To protect both the patient and technician, the phlebotomist will wear disposable latex or vinyl gloves, a lab coat or gown, a face mask and head covering. The phlebotomist will wash their hands and dispose of used gloves between every procedure. In some labs, disposable gowns are also available. All surfaces in the collection area are cleaned daily with bleach. Should a surface become contaminated during a blood collection procedure, it will be wiped down with a freshly prepared solution which contains 10% bleach. Also, the tools the phlebotomist use during the blood collection procedure are safely disposed of. Used needles go in a special puncture-proof container that is clearly labeled ‘biohazardous’.
Consideration of the patient is the next component of phlebotomy.
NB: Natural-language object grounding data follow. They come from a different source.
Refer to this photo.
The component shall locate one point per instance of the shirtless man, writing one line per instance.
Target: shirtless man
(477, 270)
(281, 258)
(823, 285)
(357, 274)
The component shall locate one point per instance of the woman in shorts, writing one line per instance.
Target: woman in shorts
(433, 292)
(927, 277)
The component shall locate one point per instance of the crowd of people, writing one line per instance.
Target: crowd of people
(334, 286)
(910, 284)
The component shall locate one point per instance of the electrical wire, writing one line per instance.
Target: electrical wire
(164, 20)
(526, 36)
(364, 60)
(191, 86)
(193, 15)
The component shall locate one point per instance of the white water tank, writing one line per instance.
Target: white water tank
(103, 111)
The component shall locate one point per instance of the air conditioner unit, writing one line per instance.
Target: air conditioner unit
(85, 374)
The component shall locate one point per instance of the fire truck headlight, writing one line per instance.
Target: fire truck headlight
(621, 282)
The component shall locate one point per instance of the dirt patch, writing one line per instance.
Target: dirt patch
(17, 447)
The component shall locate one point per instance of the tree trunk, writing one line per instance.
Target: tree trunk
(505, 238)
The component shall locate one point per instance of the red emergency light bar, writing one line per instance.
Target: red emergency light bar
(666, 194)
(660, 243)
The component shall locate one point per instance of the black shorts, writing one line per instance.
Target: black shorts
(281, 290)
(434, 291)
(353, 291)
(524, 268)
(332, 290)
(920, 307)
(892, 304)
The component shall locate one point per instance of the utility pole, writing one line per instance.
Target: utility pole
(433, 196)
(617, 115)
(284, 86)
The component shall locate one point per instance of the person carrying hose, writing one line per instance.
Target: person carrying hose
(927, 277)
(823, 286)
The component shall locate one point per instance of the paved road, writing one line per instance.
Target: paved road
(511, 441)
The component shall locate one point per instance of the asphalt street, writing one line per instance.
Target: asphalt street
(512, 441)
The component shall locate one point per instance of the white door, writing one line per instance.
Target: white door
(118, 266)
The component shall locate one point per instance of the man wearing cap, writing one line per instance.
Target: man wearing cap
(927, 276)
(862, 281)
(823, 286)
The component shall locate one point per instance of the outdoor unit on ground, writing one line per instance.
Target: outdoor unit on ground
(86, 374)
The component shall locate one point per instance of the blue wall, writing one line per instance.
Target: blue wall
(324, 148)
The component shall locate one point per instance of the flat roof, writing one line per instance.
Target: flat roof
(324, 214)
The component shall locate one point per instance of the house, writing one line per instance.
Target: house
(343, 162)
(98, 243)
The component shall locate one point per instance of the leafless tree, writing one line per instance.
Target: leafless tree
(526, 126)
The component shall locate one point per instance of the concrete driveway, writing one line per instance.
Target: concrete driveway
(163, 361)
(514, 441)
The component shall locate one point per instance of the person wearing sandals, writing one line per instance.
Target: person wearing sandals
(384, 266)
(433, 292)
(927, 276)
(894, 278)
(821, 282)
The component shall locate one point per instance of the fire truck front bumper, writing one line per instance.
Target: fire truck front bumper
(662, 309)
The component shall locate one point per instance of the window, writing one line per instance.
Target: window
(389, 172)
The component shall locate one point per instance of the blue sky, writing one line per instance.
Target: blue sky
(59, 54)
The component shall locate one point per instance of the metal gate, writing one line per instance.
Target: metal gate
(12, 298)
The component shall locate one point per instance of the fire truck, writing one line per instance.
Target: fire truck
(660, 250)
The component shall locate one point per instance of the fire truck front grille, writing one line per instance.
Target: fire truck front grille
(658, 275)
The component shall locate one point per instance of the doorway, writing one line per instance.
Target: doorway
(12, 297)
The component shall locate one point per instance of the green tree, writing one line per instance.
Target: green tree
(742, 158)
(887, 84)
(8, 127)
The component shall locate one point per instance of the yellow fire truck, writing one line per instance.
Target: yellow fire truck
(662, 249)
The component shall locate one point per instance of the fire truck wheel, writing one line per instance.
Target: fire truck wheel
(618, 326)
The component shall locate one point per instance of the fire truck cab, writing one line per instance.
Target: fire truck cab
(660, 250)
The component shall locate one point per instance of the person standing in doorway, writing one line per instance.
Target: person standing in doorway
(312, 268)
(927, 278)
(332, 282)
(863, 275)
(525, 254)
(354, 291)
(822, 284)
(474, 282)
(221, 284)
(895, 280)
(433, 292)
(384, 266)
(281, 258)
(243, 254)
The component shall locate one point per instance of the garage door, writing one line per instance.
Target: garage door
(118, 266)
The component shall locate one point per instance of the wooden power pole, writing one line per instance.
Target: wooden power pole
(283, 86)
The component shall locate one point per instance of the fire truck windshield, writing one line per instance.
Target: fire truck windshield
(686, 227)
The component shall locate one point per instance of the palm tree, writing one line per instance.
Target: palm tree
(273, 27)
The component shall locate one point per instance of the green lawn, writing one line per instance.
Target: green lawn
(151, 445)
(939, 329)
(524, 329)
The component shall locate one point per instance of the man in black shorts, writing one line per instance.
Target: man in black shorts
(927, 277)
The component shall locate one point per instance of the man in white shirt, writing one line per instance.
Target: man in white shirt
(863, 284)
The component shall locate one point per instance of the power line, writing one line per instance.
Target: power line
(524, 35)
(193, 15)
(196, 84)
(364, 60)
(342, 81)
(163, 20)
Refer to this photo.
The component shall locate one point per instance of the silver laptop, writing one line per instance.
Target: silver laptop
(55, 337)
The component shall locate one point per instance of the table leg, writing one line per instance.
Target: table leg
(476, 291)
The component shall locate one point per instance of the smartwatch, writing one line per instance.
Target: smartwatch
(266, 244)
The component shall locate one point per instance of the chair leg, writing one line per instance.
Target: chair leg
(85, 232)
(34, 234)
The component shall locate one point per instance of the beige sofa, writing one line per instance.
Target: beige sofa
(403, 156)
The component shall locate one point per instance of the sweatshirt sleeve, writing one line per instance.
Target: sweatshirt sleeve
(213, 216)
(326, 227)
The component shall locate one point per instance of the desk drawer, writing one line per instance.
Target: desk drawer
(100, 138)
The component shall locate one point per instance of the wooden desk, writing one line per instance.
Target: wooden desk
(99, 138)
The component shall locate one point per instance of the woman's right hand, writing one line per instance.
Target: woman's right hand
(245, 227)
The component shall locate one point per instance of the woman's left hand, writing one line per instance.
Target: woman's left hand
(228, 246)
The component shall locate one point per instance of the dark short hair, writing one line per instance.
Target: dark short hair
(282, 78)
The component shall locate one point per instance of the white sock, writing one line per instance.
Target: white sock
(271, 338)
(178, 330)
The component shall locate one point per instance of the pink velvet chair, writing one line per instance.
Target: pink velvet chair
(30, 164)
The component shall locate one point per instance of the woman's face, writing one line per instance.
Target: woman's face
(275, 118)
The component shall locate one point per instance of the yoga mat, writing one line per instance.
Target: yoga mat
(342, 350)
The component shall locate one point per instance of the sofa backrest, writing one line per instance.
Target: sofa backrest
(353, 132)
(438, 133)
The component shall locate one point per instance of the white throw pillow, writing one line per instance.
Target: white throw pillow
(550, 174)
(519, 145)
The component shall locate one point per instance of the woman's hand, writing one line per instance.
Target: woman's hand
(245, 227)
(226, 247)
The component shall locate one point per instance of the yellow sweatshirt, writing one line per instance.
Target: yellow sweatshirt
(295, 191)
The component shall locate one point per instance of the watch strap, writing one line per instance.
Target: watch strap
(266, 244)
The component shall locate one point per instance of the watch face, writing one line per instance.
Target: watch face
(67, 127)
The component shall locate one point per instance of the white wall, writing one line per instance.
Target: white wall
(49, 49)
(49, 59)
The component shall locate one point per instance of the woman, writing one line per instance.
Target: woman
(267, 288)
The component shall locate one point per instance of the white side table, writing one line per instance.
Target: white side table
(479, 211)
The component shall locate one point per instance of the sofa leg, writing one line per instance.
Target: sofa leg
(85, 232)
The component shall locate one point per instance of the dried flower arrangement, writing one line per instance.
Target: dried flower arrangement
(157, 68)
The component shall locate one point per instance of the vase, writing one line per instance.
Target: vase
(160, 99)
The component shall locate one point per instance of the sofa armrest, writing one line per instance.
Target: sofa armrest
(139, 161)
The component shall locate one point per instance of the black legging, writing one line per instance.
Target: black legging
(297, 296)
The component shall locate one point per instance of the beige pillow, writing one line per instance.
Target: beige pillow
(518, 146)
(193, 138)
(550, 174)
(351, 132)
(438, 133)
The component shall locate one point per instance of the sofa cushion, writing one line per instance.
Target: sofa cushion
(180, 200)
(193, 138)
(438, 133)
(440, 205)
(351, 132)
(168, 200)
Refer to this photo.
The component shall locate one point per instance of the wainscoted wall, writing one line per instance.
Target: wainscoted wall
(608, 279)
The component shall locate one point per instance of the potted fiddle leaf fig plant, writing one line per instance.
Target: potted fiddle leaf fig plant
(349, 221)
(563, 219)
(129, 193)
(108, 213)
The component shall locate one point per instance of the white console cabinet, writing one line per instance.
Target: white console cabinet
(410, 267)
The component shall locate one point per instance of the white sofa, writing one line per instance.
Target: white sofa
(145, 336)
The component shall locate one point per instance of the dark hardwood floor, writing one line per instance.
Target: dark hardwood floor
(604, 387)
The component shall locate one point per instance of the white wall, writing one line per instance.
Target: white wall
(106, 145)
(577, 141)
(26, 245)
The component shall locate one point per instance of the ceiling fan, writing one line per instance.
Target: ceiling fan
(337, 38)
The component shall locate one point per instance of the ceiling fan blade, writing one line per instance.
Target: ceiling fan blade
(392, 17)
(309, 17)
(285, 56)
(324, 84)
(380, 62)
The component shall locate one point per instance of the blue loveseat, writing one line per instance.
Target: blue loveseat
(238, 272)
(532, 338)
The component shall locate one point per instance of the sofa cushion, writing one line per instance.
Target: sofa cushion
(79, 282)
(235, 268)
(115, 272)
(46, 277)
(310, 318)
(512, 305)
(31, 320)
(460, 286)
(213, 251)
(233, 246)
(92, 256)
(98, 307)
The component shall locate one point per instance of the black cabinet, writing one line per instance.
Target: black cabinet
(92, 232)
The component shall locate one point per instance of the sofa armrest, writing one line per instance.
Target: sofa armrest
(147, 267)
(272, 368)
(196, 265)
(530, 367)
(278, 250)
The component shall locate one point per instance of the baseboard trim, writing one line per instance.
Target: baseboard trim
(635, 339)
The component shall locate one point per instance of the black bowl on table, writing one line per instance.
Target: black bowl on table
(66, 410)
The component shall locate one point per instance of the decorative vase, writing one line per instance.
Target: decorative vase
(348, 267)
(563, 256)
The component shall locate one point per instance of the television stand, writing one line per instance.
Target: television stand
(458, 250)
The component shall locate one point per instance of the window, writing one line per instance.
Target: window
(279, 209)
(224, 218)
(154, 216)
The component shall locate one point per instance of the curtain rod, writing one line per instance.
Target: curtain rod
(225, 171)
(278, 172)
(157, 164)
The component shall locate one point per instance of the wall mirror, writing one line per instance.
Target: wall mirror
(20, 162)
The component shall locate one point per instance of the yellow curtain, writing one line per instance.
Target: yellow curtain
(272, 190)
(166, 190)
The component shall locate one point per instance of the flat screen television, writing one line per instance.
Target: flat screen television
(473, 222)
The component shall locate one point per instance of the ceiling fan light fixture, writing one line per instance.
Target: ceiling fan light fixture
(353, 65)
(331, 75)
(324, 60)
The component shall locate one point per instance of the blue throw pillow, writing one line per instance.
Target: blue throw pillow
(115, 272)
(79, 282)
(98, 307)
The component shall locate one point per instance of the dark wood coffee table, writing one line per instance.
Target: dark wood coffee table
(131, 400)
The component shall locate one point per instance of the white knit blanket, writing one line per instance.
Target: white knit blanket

Phlebotomists confirm patient information and take vital statistics before beginning blood collection. Many people may feel anxious or uncomfortable having blood drawn. The phlebotomist must reassure the patient that the minimum amount of blood required for analysis will be drawn. In addition to emotional comfort, lab furniture has been specially designed with phlebotomy in mind. Special chairs with adjustable and padded armrests are commonly used by phlebotomists. When these are not available, adjustable exam tables often are.
The main duty of a phlebotomist is to collect blood through the venipuncture procedure. Phlebotomists require a variety of tools to complete this task. Most commonly used in venipuncture are needles and needle components, butterfly needles, syringes, tourniquets, sterilization materials, bandaging materials and blood collection tubes. Just as there are many types of specimen analysis, there are many types of blood collection tubes. Classified by their colored tops, different types of tubes contain different additives which prepare the blood for a specific test type. If more than one blood sample is necessary, phlebotomists use the colored collection tubes in a specific order of draw.
Certain procedures, such as capillary blood collection which is most commonly performed in infants, require different equipment. Capillary blood collection requires a puncturing device, called a lancet, and capillary tubes to collect the blood. In infants, a warming device is often necessary to increase the blood flow to the collection site. Specially sized lancets and tubes are also available for infants. Occasionally phlebotomists are involved with the collection of other bodily fluids, such as urine. In this situation, a phlebotomist, or mobile phlebotomist would be equipped with collection cups and printed instructions to give to the patient.